While its technology has not gone live yet, Lyrebird has published samples of the synthesised voices of Donald Trump, Barack Obama and Hilary Clinton to make its point.

Such incidents could make people nervous about the rising use of voice as an automated identifier. All sorts of government agencies and corporate organisations – such as the Australian Taxation Office, ANZ Bank and Barclays — are starting to use such technology to reduce call centre labour costs and make identification less of a hassle for customers.

But Nuance Communications, the multinational that’s provided virtual assistants to a number of Australian organisations — including ANZ, ATO and iiNet — insists there is nothing to worry about.

“Most people would be able to, just with the human ear, distinguish that it’s somewhat unnatural when those computers generate those voices,” said the company’s director of voice biometrics Brett Beranek.

“Our algorithms can pick up those unnatural voice characteristics as well. We have the ability to perform [the detection] at a much higher level of precision than the human ear.”

Another clue that voice biometrics picks up on is how differently the same words are spoken on repeated occurrences. Beranek said that synthesised speech will likely repeat the same sounds.

“If I ask you to repeat the phrase ‘my voice my password’ 100 times and ask you to repeat it in the most consistent way possible, each one of those times would still be unique,” he told Business Insider. “And one of the challenges with a recording is that it doesn’t have that natural variability.”

When such unnatural tendencies are picked up, Nuance’s voice technology has “mechanisms” to challenge the speaker to verify their authenticity.

“For example, we’ll ask the caller to say something random – something that they weren’t expecting to speak,” he said.

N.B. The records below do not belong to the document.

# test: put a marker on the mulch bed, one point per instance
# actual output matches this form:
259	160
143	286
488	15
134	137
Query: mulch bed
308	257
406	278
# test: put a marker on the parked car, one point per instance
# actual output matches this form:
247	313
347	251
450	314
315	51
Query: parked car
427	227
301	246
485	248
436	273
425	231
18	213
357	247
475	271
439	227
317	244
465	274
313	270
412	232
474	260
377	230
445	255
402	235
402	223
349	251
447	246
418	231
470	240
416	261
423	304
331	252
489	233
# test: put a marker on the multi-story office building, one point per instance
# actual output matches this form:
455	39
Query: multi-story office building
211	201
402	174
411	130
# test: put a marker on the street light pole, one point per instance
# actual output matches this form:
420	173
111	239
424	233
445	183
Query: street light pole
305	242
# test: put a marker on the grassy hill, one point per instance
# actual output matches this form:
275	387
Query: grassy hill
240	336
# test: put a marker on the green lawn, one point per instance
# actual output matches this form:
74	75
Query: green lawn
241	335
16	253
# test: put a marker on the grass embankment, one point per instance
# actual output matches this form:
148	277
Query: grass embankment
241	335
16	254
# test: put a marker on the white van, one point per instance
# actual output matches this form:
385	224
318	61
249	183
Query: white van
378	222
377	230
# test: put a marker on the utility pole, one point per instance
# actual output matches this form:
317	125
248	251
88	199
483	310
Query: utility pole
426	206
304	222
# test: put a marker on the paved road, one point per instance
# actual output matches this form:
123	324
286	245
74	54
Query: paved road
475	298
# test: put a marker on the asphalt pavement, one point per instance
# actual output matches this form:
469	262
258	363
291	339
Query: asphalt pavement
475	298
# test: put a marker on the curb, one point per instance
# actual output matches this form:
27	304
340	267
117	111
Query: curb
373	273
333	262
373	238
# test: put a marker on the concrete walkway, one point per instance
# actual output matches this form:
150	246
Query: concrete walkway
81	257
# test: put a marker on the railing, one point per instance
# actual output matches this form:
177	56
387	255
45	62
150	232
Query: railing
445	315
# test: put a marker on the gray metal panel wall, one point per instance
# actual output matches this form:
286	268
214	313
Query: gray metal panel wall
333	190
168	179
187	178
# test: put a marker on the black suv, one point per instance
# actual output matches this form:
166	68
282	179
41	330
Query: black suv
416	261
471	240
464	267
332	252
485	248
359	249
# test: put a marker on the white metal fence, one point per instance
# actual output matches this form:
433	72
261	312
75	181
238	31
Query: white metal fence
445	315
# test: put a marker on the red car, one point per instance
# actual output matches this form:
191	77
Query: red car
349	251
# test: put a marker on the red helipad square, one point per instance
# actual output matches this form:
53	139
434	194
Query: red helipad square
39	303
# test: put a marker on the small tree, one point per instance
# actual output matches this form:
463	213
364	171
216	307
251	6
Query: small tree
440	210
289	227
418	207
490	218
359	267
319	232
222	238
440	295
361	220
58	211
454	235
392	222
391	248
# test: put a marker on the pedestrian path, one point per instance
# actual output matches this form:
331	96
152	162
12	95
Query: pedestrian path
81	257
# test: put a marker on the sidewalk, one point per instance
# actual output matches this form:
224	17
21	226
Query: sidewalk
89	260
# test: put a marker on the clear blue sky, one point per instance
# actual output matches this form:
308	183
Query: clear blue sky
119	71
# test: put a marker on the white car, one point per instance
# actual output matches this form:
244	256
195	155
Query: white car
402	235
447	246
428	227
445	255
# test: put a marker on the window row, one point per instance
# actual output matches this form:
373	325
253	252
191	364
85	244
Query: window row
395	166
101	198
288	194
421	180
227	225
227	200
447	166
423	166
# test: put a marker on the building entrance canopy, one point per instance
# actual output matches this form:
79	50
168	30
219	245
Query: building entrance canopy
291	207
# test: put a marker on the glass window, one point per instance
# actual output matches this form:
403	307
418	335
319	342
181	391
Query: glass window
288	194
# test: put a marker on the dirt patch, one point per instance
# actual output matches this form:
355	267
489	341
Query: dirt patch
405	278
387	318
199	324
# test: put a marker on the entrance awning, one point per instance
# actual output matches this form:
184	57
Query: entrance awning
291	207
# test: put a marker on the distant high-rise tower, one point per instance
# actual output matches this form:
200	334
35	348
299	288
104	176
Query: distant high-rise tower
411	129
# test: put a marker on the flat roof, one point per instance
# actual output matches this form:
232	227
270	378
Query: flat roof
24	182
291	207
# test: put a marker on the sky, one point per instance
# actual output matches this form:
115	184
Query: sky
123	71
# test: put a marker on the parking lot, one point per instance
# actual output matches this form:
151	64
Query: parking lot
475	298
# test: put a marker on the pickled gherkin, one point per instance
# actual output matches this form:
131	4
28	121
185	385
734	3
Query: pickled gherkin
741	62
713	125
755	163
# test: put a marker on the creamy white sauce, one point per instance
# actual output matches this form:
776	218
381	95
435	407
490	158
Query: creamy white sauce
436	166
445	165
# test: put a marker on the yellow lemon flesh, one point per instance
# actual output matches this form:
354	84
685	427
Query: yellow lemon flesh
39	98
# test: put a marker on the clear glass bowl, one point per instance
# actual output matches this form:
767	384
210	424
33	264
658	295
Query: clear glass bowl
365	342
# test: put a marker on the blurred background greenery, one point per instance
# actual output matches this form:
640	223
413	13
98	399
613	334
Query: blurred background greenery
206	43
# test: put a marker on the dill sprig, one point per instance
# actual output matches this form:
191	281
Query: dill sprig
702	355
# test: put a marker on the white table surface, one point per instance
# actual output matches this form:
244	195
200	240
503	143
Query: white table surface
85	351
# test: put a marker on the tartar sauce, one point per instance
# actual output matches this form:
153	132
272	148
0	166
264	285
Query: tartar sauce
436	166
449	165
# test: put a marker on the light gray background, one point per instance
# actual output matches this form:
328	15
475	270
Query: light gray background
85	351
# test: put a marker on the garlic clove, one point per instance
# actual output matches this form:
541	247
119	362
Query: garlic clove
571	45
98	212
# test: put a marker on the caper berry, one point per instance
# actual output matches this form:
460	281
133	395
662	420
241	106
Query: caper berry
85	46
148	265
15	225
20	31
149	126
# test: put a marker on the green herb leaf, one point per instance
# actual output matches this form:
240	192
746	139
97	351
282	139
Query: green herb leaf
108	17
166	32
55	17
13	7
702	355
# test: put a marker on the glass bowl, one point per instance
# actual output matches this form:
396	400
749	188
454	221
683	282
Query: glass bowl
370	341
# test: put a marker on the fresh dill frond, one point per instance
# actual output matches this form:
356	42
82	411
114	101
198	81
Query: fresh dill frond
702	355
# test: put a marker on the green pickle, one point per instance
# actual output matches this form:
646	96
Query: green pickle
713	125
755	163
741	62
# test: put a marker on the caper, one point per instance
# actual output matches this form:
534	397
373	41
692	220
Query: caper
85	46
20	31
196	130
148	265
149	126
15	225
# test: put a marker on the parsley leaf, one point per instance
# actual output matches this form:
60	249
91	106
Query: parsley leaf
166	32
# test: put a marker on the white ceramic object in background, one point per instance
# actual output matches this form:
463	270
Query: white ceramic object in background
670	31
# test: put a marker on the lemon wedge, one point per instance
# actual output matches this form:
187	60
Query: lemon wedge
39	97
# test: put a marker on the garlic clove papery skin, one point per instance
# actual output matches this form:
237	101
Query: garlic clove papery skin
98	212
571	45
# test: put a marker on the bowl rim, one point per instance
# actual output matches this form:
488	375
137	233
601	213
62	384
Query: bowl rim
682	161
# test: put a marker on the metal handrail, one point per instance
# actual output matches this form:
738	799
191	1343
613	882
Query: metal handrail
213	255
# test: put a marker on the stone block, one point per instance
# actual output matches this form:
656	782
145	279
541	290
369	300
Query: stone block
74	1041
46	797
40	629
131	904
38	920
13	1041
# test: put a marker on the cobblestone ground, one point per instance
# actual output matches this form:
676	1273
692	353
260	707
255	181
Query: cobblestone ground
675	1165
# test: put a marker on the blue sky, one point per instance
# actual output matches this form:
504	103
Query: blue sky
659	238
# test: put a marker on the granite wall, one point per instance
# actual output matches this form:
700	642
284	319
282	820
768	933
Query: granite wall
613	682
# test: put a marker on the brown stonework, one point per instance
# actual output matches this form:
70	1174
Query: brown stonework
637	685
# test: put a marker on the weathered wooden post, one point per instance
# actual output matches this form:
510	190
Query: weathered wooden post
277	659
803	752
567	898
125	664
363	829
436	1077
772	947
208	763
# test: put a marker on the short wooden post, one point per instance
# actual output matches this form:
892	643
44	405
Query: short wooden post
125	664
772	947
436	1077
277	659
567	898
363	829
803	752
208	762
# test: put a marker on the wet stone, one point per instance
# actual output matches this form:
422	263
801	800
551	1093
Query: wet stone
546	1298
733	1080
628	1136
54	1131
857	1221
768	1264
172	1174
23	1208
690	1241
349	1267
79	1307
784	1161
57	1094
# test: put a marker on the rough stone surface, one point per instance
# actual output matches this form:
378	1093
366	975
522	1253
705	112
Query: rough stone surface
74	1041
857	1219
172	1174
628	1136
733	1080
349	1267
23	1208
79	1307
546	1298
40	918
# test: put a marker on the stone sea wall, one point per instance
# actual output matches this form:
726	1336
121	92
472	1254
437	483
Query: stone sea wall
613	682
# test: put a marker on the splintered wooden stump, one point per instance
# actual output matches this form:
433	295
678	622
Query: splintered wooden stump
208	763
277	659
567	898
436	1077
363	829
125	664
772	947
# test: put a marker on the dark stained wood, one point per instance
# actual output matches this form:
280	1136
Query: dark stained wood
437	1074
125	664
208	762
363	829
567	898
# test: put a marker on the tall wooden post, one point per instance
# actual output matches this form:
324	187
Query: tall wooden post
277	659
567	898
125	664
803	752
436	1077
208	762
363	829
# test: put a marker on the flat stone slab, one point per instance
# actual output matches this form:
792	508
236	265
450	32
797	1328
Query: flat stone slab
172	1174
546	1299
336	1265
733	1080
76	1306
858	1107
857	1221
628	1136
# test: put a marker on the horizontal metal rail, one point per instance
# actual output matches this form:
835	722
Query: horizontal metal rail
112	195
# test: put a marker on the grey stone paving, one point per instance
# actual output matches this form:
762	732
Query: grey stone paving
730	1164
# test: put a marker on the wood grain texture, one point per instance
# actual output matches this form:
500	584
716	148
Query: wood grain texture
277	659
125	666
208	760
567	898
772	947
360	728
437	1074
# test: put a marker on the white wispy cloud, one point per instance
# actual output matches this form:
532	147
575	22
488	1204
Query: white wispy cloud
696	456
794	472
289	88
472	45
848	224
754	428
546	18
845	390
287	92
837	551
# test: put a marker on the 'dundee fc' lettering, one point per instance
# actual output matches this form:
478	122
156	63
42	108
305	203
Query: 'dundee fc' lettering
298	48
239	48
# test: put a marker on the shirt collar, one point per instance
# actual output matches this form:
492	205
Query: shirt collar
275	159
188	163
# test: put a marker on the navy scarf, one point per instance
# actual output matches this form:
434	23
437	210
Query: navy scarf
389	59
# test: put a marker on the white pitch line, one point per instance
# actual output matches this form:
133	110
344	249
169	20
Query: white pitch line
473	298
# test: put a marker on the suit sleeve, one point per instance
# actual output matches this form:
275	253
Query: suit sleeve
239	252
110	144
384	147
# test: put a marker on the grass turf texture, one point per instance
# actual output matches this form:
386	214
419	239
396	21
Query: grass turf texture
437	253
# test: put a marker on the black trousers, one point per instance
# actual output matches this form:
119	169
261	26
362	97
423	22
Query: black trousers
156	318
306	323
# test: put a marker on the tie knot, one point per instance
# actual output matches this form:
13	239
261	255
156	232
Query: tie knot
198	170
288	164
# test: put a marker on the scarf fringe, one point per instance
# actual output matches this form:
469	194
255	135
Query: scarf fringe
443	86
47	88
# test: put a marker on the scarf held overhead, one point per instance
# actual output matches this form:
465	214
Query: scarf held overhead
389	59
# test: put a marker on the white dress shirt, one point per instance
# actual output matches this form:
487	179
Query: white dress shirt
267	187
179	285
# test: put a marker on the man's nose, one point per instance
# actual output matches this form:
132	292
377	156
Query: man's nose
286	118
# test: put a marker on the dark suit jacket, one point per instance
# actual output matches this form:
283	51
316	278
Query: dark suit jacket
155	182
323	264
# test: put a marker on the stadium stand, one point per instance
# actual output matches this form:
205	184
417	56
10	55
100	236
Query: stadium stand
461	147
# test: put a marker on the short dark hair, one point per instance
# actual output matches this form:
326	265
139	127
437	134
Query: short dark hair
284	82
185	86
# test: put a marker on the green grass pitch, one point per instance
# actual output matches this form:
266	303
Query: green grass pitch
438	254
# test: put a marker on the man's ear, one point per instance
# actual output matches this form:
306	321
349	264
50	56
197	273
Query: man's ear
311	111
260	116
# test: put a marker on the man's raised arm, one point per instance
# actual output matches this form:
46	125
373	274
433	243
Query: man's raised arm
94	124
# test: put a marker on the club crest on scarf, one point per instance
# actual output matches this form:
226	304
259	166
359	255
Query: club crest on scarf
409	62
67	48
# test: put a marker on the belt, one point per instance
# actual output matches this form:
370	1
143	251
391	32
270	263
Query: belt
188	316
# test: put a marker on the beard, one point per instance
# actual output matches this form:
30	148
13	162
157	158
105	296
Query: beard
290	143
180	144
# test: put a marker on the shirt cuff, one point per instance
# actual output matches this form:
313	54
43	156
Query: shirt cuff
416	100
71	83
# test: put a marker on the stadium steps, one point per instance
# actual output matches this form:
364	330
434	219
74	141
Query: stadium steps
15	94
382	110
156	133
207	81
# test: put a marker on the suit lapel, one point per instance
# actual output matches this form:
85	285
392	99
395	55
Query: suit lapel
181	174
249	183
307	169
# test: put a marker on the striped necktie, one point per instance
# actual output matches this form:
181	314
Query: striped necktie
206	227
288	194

“If there is a legitimate individual on the phone then they’ll have no issues providing that additional audio but if it’s a recording then they’ll be hard pressed to say the sentence asked of them.”

Trump says he’s not a robot

In spite of the numerous ways the technology can defeat artificial voices, Nuance is in touch with voice synthesis companies to stay one step ahead of the game.

“We reach out to any technology vendor… with technology in this domain that could be misused,” Beranek said, while declining to confirm specific vendors, such as Lyrebird.

“And we try to see if they’re willing to ensure that their technology has certain characteristics in the algorithms that facilitate detection [by Nuance]… so we don’t have to go to the challenge questions.”

The executive added that so far such approaches for collaboration had been met each time with a “positive reception”.

Lyrebird’s self-proclaimed world-first technology is not yet available for use, but one of its current audio samples does show a fake Trump saying the phrase “I am not a robot, my intonation is always different” in many different ways.

The startup, established by three current doctoral students at the University of Montreal, is spruiking its technologies for altruistic uses such as virtual assistants, movie production, speech synthesis for the disabled and audio books with celebrity voices. But it does admit the product could be used for nefarious purposes.

An ethics section on the venture’s website cited how voice recordings are used in many jurisdictions as strong legal testimony, but its imitation technology could question “the validity of such evidence, as it allows to easily manipulate audio recordings”.

“This could potentially have dangerous consequences such as misleading diplomats, fraud and more generally any other problem caused by stealing the identity of someone else,” the page reads.

The company stated that the release of its software in the public domain would raise awareness of the possibility of voice fraud and the decreasing value of audio recordings as legal evidence.

The “can you hear me” scam, according to urban myth fact check site Snopes, has not seen any actual cases of fraud committed with a recording of “yes”. Police in the US state of Virginia first issued a warning of the hypothetical scam in January, along with Better Business Bureau.